The addition of these two new RCEs expands the network's scientific reach to cover some poorly understood diseases and new research needs. For example, researchers in the new centers have expertise in equine encephalitis and other viral diseases that can be transmitted to people by mosquitoes. The centers also add expertise in hantaviruses, as well as in the development of diagnostics and animal models of disease.
Each consortium within the network will
- support investigator-directed research
- train researchers and other personnel for biodefense research activities
- create and maintain supporting resources, including scientific equipment and trained support personnel, for use by other researchers within in the region and network
- emphasize research focused on development and testing of vaccines, therapeutic and diagnostic concepts
- make available core facilities to approved investigators from academia, government, biotech companies and the pharmaceutical industry
- provide facilities and scientific support to first responders in the event of a national biodefense emergency
The previously established RCEs in the network are led by Duke University, Harvard Medical School, New York State Department of Health, University of Chicago, University of Maryland, University of Texas Medical Branch (Galveston), University of Washington and Washington University in St. Louis. Additional information on NIAID's biodefense program is available online at http://www.niaid.nih.gov/Biodefense/Research/rce.htm.

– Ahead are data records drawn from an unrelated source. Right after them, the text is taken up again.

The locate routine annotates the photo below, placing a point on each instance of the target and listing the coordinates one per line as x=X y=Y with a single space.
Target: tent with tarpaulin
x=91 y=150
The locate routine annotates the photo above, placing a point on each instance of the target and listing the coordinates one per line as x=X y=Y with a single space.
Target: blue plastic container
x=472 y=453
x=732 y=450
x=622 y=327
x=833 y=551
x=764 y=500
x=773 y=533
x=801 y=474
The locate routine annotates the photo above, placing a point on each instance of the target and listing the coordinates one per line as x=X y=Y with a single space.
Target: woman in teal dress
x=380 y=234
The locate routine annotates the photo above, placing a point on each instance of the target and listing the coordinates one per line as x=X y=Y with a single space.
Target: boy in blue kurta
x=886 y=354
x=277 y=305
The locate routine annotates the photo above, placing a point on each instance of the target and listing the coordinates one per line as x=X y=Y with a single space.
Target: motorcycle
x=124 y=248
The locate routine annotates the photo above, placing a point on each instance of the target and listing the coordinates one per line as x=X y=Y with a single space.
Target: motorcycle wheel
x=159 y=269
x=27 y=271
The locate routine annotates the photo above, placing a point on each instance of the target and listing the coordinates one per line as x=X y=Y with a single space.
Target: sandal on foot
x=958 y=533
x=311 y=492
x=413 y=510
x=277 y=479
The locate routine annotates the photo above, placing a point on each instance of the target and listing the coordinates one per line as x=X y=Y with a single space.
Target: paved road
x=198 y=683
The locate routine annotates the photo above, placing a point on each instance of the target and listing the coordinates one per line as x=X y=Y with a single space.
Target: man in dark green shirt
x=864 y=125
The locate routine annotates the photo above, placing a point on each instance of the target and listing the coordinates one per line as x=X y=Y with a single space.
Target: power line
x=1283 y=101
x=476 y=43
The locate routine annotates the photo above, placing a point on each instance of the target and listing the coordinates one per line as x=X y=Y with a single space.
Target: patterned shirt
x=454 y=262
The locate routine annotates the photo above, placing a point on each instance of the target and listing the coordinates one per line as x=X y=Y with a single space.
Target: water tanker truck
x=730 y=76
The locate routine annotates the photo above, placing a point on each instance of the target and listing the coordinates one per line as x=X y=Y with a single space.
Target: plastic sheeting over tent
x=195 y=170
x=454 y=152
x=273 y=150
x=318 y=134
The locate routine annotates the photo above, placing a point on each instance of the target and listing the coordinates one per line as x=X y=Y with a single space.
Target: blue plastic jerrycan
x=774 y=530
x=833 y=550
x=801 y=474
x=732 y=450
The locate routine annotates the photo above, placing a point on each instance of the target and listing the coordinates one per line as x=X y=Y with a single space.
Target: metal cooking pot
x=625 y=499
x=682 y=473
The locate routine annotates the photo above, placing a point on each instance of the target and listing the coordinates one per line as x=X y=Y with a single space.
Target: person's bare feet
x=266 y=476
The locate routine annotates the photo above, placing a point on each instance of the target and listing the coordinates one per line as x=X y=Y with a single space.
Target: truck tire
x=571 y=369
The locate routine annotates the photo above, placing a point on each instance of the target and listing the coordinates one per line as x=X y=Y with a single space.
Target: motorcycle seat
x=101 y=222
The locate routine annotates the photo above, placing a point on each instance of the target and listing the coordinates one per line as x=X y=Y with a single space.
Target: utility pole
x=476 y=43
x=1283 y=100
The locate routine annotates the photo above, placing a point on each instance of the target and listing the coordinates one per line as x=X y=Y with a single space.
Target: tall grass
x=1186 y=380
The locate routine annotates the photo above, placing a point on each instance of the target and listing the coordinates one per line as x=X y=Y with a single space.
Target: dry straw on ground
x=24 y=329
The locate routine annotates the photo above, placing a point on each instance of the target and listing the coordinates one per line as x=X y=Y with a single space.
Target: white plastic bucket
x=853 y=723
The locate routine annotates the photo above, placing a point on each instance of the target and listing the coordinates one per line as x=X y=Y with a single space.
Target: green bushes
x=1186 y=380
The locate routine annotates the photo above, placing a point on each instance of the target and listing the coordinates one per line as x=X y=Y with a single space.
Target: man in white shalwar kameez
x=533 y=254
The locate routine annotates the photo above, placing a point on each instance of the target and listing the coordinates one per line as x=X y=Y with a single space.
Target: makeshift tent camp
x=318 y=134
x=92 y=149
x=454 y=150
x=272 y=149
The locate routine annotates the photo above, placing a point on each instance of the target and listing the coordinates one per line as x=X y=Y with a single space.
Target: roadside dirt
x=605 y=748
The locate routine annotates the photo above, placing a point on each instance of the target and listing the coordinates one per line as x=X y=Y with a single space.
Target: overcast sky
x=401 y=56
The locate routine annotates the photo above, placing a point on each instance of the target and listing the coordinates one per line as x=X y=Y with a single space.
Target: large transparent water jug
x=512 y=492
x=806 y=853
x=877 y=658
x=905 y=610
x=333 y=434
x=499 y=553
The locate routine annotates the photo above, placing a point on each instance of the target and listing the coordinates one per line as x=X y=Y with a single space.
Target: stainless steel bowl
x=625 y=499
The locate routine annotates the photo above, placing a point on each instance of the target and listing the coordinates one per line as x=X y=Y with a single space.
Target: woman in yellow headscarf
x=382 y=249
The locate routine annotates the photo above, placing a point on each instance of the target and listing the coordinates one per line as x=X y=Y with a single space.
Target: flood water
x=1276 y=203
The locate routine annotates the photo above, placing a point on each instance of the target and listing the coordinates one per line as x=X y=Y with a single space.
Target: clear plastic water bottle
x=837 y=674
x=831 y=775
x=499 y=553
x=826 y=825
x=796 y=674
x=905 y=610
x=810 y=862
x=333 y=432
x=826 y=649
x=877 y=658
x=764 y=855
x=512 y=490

NIAID is a component of the National Institutes of Health, an agency of the U.S. Department of Health and Human Services. NIAID supports basic and applied research to prevent, diagnose and treat infectious diseases such as HIV/AIDS and other sexually transmitted infections, influenza, tuberculosis, malaria and illness from potential agents of bioterrorism. NIAID also supports research on transplantation and immune-related illnesses, including autoimmune disorders, asthma and allergies.